When the good drive out the bad
Money manager won't give terrorists satisfaction by selling

Derek DeCloet
Financial Post
In the middle of an extraordinary week, John Zemanovich sat down with his wife for an ordinary conversation.

They have three young children, including a baby girl born in June. They also have much of their personal wealth in insurance stocks, namely Fairfax Financial Holdings Ltd. and Berkshire Hathaway Inc. (Mr. Zemanovich, who runs a small money-management firm in Oakville, Ont., is a Warren Buffett disciple).

They considered selling. But there are times when your money should be used for a greater purpose, said Mr. Zemanovich, and this is one of them. "The people who died paid a hell of a higher price than whatever's going to happen to us," he said. So they held. When the Toronto Stock Exchange opened yesterday, Fairfax was hit hard (down 7.6%). But he took satisfaction that the overall market did not slide into freefall: "It's nice to see those SOBs aren't causing us too much more trouble."

During a crisis, good people do what they can to help. And many of those who make their living on the stock market took the same approach as Mr. Zemanovich. That meant ignoring their instinct to panic and, in their own way, telling the terrorists to go straight to the hell they deserve.

We'll see if this holds when the U.S. market reopens on Monday. But others already forsee patriotism-induced calm. One U.S. market strategist, speaking on condition on anonymity, believes stocks will open higher. "In a sense, it would be giving a 'F--- you' to the people who did this," he said.

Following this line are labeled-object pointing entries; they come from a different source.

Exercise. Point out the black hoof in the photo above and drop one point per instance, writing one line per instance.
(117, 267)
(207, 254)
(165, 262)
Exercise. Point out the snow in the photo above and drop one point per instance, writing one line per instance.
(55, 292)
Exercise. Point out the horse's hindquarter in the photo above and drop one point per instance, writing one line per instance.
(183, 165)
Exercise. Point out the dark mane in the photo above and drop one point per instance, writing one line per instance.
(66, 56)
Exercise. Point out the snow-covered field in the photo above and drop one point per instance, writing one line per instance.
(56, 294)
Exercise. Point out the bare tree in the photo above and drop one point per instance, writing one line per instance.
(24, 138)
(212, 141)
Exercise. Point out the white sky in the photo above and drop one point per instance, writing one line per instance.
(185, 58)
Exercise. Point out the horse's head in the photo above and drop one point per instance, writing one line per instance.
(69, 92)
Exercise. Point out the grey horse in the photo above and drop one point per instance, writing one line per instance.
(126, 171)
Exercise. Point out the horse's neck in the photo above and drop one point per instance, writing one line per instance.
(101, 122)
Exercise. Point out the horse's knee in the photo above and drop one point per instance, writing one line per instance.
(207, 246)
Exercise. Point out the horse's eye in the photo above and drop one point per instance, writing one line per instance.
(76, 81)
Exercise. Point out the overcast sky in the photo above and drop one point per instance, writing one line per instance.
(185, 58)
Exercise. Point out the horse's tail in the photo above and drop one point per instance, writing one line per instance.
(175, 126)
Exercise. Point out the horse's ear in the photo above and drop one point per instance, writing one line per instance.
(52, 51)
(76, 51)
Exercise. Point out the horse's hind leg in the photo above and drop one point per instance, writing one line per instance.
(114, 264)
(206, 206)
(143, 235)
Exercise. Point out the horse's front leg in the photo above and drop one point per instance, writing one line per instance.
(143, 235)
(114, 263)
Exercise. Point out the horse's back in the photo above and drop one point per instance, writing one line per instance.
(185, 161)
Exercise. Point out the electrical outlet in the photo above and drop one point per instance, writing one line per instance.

Said Derek Webb, chief executive of Webb Capital Management in San Francisco: "I think there really is a psychological change here. People are thinking it's almost their duty not to sell. That's the intangible element that's going on."

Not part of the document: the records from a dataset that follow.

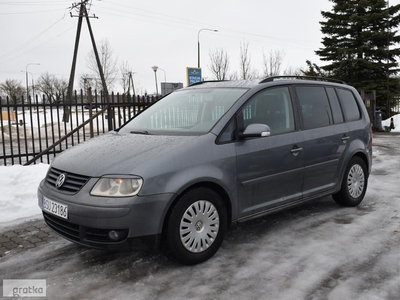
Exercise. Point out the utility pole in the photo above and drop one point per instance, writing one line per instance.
(130, 80)
(84, 14)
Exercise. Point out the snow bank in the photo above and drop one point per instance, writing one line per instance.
(18, 198)
(396, 121)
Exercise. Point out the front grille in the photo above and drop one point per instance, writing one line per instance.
(72, 184)
(77, 233)
(63, 228)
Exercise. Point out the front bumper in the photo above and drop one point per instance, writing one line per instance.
(137, 220)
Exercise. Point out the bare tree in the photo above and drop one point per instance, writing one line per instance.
(219, 63)
(52, 87)
(108, 64)
(12, 89)
(273, 62)
(246, 72)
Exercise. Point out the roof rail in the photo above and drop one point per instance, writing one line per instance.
(316, 78)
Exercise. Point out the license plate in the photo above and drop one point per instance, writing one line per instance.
(55, 208)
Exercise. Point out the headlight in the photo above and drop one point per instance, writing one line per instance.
(117, 186)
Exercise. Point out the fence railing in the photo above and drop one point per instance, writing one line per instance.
(30, 129)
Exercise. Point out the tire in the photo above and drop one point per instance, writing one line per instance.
(196, 226)
(354, 184)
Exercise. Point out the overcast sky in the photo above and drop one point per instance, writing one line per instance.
(157, 32)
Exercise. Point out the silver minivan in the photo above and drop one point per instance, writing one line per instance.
(208, 156)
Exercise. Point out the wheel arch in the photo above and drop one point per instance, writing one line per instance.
(206, 184)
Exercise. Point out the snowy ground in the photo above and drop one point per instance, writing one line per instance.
(316, 251)
(396, 122)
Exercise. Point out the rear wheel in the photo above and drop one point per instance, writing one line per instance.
(354, 184)
(196, 226)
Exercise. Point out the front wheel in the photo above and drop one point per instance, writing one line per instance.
(354, 184)
(196, 226)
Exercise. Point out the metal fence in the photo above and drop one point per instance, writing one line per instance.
(37, 132)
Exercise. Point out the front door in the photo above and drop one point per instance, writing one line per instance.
(269, 169)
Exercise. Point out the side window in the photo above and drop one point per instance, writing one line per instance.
(315, 108)
(272, 107)
(228, 134)
(349, 105)
(336, 110)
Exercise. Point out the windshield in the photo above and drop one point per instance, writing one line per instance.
(193, 111)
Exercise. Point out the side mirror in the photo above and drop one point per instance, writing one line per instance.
(256, 130)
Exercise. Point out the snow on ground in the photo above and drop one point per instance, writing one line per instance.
(396, 121)
(316, 251)
(18, 185)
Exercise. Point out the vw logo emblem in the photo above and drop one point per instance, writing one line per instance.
(60, 180)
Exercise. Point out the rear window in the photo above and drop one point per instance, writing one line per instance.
(349, 105)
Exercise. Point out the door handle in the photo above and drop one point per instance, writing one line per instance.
(295, 150)
(345, 138)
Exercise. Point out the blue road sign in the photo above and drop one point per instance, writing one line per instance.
(193, 75)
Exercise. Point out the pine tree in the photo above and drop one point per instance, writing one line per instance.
(361, 44)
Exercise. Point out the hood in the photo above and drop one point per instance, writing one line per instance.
(115, 153)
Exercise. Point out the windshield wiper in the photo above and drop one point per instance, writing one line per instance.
(139, 132)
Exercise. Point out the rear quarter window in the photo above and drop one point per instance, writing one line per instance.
(315, 109)
(349, 105)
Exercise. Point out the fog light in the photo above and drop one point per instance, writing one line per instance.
(113, 235)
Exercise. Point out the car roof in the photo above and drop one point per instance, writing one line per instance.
(274, 79)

But it's not merely anger, or a sense of obligation, at work. Many people are simply too numb to care.

Ellen Kratzer, an investment advisor who worked near the top of the World Trade Center's south tower, returned to work yesterday morning, at her firm's "business resumption centre" in New Jersey.

More than 100 people are missing from her firm, Fiduciary Trust Co. International, yet she and her colleagues were phoning clients to let them know business is continuing. These are wealthy investors with a lot at stake -- Fiduciary's average client family has more than US$10-million in assets. And what was their reaction? It's wasn't to ask whether they should be short-selling the Nasdaq on Monday. "A lot of them just break down, sobbing, when they hear our voices," she said yesterday.

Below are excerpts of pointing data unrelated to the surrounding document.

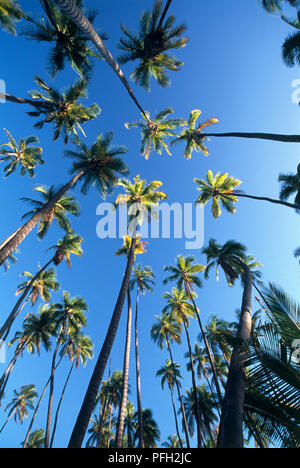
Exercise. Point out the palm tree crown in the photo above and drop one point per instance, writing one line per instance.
(150, 47)
(21, 154)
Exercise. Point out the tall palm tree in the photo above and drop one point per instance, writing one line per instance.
(231, 258)
(98, 166)
(189, 135)
(69, 42)
(79, 349)
(10, 12)
(185, 273)
(69, 244)
(164, 332)
(181, 309)
(70, 318)
(125, 249)
(221, 188)
(154, 132)
(151, 430)
(142, 278)
(151, 45)
(21, 154)
(290, 185)
(18, 407)
(139, 197)
(75, 14)
(167, 374)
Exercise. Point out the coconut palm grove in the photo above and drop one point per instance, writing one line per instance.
(150, 199)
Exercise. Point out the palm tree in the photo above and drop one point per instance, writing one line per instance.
(139, 197)
(18, 407)
(36, 439)
(222, 188)
(231, 257)
(168, 373)
(69, 244)
(143, 280)
(164, 332)
(97, 166)
(125, 249)
(9, 13)
(69, 43)
(154, 132)
(290, 185)
(21, 154)
(150, 47)
(79, 348)
(185, 272)
(78, 18)
(150, 429)
(67, 204)
(70, 318)
(189, 135)
(181, 309)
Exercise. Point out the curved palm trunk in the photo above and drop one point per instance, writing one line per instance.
(75, 14)
(14, 241)
(50, 403)
(175, 416)
(197, 410)
(138, 379)
(207, 347)
(180, 399)
(271, 200)
(231, 425)
(60, 403)
(88, 404)
(122, 410)
(17, 308)
(257, 136)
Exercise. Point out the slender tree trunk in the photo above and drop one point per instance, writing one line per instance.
(122, 409)
(75, 14)
(186, 431)
(88, 404)
(258, 136)
(50, 403)
(15, 241)
(164, 14)
(17, 308)
(138, 378)
(197, 411)
(175, 416)
(207, 347)
(231, 425)
(60, 403)
(270, 200)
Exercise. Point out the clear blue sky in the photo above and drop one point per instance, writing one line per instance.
(233, 70)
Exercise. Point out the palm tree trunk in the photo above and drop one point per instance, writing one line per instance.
(231, 425)
(138, 379)
(88, 404)
(197, 410)
(186, 431)
(14, 241)
(75, 14)
(122, 410)
(164, 14)
(50, 403)
(60, 403)
(175, 416)
(258, 136)
(207, 347)
(17, 308)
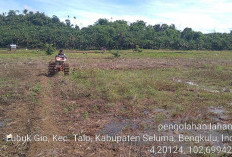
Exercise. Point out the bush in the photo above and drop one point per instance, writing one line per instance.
(49, 49)
(116, 54)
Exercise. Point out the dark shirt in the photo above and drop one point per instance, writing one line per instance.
(61, 55)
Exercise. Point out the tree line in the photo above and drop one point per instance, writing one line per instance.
(34, 29)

Not everyone held off, of course. Air Canada was hit by a sell-off that knocked $85-million off its market value. (This prompted Mr. Zemanovich to say the unthinkable for a Buffett-style manager: "It just makes me want to go out and buy Air Canada.")

But for the most part, rational thinking prevailed. Dominion Bond Rating Service announced it would not touch any company's credit ratings -- not even insurers, not even to put them "under review" -- until things have calmed down. One Wall Street firm instructed its traders not to short vulnerable stocks, such as airlines, when U.S. trading resumes. The Ontario Teachers' Pension Plan Board, one of Canada's biggest equity players, decided it would make no major changes to its multi-billion-dollar stock portfolio. "This is a terrible human tragedy," said Brian Gibson, a senior vice-president at the pension plan. "But in economic terms, it's not a huge impact."

That last point will eventually get through to whoever masterminded this disaster. New York's financial district will rebuild, and the world's most powerful economy will, in the end, remain so. The terrorists struck at the very heart of capitalism. But they couldn't make the people who manage capital flinch.